Alguien bastante más listo que yo me contaba, delante de un anaranjado salmón a la plancha con salsa tártara, lo mucho que le sorprendía esa necesidad tan contemporánea de sentirse importante. Pero no porque alguien te trate bien sino porque algún tipo de algoritmo te diferencia antes de llevarte por el lugar que le de la gana. Me explicaba como, de una forma casi irracional, hay una obligación de sentirse especial y único en cada situación. Que ni siquiera tenía que ser algo mejor sino diferente. "Puede que a todo el mundo le den un caramelo y a ti nada, pero ese nada es lo que te diferencia de los demás y ya está, ya te sientes especial". No tiene que ser bueno ni tiene que ser verdad, pero tiene que ser.
Un rato después, procrastinando como quien mira por la ventana la vida de los demás, me encuentro a uno de los tipos más conspiranoicos, voceras, orgulloso de si mismo y con una posición moral por encima de la media, que cuenta en una red social que se ha puesto duro con la red y que de ninguna manera va a ser censurado por sus libres opiniones a manos de la opresión de los medios. "He mandado un correo muy duro haciendo valer mis derechos"- dice con orgullo. Yo pienso que ningún humano habrá al otro lado, que a la red en cuestión le importa menos que cero pero que seguramente toda esa dinámica le hace sentir único y especial. Y eso es lo que le importa mientras su sesgo de confirmación se alimenta con esos que le incitan, como los que animan desde la trinchera al primero que sale corriendo hacia la trinchera enemiga, contándole lo valiente que es.

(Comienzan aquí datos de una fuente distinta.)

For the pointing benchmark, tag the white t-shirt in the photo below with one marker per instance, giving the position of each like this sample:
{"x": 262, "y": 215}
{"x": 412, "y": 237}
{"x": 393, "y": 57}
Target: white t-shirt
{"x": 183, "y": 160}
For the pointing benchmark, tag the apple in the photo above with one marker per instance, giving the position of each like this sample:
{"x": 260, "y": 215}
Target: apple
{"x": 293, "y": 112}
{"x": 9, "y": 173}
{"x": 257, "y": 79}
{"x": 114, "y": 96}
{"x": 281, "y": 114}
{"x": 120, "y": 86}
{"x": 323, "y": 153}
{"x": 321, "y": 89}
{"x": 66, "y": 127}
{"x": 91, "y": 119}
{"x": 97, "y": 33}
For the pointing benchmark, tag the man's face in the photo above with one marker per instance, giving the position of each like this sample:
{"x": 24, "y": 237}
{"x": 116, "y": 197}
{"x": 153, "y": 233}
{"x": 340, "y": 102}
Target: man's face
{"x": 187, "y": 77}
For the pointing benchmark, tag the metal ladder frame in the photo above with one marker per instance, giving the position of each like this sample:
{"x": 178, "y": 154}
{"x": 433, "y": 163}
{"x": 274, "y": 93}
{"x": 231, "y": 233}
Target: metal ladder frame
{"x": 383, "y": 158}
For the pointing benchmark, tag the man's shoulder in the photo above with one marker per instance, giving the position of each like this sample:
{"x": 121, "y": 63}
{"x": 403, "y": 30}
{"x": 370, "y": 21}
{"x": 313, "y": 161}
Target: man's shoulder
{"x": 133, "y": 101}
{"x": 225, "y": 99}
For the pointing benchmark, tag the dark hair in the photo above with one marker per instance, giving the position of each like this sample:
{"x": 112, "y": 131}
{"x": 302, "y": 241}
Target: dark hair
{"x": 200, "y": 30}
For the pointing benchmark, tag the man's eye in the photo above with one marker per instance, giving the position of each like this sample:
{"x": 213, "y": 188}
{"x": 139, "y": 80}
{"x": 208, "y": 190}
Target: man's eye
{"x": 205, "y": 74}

Hay que reconocer que se ha avanzado mucho desde esas cartas que llegaban a casa con "Estimado ______ " y hasta el tipo de letra era diferente en el nombre, a esos mensajes personalizados que utilizan algún dato irrelevante pero que te hace sentir que te vecino no es tratado igual. Si ves anuncios de motos te envían un artículo sobre la que te gusta y si te pasas el día fisgando a morenas en Instagram, sale una morena que te cuenta lo que sea. El objetivo siempre es el mismo, pero se hace de una forma mucho más sibilina. No hay gran diferencia entre un taxi y un Uber o entre un fraude de Internet y Tony Leblanc haciendo un tocomocho en la estación de Atocha. La estrategia de ventas moderna pasa por preguntarte tu nombre al principio de la conversación para hacer hincapié en él mientras te explican las bondades del producto.
Aunque es obscenamente obvio parece que resulta rentable.
"Y"-me sentenciaba cuando ya no quedaba salmón-"lo jodido es que no importa que el producto sea mejor sino lo importante que te haga sentir la compra".
Así que le tuve que dar la razón aunque fuimos a un restaurante que él conoce y al que le gusta ir porque le tratan por su nombre.